Todos los días hay un nuevo caso que hace estallar mi estómago. A veces no puedo leer y otras necesito hacerlo. Los casos de violencia hacia las mujeres y niñas son escabrosos y me aterra pensar que todas estamos expuestas, no tenemos esa certeza de salir a carretear y volver bien y vivas a casa, no sabemos si esa cita resultará ser un hombre decente, es que ni siquiera caminar por la calle o andar en transporte público nos da certeza de seguridad. Es como una ruleta rusa y a mí, me aterra pensarlo.
Siempre después de un 25 de noviembre – Día Internacional de la Eliminación de la Violencia contra la Mujer – trato de ver cifras, balances de género, especialmente, de violencia hacia nosotras y la cosa no ha cambiado mucho. Cada 25, en que como siempre conmemoramos a las hermanas Miraval y a todas aquellas que han caído víctimas de la violencia machista, pienso que, si bien, el femicidio es la forma más extrema de violencia contra las mujeres y niñas, esa violencia está presente todos los días en la vida de una mujer y también, en la vida de las niñas.
Pensaba en la señora del negocio de la esquina, la que todos dicen que es una amargada, ella fue violada cuando era una adolescente; pensaba en mi amiga que el otro día el ex le dijo que le iría a hacer un escándalo a la oficina; pensaba en mi hermana, cuántos días sin almorzar para ir a amamantar a su hija, pero que pasado el post natal, su sacrificio no evitó el despido, sólo por ser mamá; pensaba en una jovencita a la que su tío, profesor de religión y ética, abusó por 10 años; pensaba en mí… cuántas veces he gritado, pero cuantas más he callado, porque sí, aunque una sea feminista, el peso de la sociedad te cae igual, como una montaña de cemento que te deja inmóvil, que para mantener la pega o para no parecer –siempre- una loca.
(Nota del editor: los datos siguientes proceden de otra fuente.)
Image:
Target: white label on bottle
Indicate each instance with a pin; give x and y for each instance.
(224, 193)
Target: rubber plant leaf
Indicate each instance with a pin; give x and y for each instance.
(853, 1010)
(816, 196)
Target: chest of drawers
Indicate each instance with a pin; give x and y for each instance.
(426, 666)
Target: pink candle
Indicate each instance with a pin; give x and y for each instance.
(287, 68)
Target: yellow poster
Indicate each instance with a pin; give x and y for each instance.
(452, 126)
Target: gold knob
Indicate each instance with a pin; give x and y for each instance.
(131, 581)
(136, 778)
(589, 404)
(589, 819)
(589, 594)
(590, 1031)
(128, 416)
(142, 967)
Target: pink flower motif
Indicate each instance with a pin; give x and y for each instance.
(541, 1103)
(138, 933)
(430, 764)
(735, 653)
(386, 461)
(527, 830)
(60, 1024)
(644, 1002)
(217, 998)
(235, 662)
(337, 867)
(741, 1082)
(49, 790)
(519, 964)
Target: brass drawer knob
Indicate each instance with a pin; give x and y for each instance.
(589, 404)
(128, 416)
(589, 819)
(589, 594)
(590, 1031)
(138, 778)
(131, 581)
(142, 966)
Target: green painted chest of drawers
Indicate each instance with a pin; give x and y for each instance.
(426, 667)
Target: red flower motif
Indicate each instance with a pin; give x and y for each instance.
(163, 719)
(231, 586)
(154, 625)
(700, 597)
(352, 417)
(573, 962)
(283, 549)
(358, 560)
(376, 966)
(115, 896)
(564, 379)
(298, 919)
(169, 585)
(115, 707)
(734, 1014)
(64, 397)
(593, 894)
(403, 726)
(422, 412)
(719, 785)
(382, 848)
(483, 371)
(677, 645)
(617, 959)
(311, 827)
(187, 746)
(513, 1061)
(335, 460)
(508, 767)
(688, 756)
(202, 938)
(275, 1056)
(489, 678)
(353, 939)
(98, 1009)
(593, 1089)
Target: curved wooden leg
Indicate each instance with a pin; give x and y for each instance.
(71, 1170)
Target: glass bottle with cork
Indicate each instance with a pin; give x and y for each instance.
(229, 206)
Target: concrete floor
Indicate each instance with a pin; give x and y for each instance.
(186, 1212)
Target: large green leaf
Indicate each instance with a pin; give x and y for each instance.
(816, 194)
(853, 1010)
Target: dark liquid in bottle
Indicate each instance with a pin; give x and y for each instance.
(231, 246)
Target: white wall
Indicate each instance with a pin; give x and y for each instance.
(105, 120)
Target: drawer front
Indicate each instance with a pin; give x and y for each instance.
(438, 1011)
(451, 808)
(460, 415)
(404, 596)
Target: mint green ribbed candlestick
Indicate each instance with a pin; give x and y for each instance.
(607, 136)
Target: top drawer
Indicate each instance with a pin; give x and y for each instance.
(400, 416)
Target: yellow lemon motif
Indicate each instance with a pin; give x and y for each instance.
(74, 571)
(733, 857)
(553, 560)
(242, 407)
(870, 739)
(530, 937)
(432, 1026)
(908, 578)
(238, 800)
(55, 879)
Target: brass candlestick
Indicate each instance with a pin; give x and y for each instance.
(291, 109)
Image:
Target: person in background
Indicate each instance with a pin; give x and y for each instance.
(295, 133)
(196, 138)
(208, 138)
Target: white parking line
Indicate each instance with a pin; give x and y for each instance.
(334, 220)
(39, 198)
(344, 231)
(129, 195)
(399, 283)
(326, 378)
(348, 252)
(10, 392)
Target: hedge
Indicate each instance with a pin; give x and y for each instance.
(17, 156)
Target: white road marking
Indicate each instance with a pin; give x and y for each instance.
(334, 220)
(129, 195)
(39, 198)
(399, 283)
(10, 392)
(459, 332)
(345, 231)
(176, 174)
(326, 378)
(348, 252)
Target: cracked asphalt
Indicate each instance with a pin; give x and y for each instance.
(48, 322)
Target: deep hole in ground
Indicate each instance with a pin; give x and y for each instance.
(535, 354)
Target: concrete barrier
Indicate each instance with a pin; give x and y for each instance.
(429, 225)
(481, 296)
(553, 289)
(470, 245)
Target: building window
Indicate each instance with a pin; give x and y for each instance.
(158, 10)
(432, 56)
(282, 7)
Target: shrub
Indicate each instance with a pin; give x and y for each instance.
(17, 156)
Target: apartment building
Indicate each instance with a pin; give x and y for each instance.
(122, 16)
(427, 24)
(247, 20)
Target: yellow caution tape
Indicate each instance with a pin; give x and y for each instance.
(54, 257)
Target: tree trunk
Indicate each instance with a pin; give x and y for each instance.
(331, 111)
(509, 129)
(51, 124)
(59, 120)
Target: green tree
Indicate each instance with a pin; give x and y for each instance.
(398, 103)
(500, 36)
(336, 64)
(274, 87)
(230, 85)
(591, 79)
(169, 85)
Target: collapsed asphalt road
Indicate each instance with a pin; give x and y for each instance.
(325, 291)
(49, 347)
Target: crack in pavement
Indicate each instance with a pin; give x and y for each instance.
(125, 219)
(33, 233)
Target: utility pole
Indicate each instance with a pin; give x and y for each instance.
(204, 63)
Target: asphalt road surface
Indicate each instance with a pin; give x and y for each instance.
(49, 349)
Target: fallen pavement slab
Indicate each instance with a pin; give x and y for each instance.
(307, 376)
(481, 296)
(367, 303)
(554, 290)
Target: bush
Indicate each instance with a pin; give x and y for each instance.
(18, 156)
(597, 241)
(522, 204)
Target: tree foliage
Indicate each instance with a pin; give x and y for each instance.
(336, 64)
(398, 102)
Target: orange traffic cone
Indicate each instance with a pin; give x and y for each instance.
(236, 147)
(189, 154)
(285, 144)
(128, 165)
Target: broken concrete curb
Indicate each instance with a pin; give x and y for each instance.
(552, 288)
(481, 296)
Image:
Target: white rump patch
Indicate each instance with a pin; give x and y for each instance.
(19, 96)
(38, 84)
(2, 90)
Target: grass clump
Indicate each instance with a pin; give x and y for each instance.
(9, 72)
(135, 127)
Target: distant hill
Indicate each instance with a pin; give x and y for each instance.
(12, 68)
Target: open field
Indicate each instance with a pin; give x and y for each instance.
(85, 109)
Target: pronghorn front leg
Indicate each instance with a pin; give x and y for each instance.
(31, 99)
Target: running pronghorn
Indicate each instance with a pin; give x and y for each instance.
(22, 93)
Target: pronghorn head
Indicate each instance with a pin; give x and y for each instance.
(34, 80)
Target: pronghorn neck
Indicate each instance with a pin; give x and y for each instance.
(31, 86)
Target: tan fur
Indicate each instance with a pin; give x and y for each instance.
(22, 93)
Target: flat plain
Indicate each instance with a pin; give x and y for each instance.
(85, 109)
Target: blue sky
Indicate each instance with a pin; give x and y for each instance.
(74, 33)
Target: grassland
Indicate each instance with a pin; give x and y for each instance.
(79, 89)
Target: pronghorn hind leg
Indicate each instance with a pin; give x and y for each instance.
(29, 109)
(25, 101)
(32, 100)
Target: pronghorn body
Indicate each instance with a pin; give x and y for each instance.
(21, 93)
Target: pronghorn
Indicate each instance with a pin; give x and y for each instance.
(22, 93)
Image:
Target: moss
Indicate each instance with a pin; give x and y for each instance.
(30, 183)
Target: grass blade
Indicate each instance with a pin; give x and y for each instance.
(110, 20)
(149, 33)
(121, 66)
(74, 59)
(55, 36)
Tantas veces callar para después llorar en tu casa de frustración porque no le dijiste al viejo de mierda: no se atreva a decirme esas cosas o a tocarme o a hablar de mi apariencia, esa desesperación y amargura que tantas compartimos, para que después nos digan: por qué andas tan enojada, o loca feminazi. Porque siempre será más fácil insultar a una mujer, tratarla de loca o de histérica que ponerse en nuestros zapatos.
No necesitamos que todos los hombres hablen de feminismo, ni teoricen, ni se conviertan en un baluarte en la materia, simplemente queremos vivir tranquilas, con los mismos derechos – y deberes – de nuestros pares hombres. Se trata, simplemente, de nuestro derecho inalienable a vivir en paz.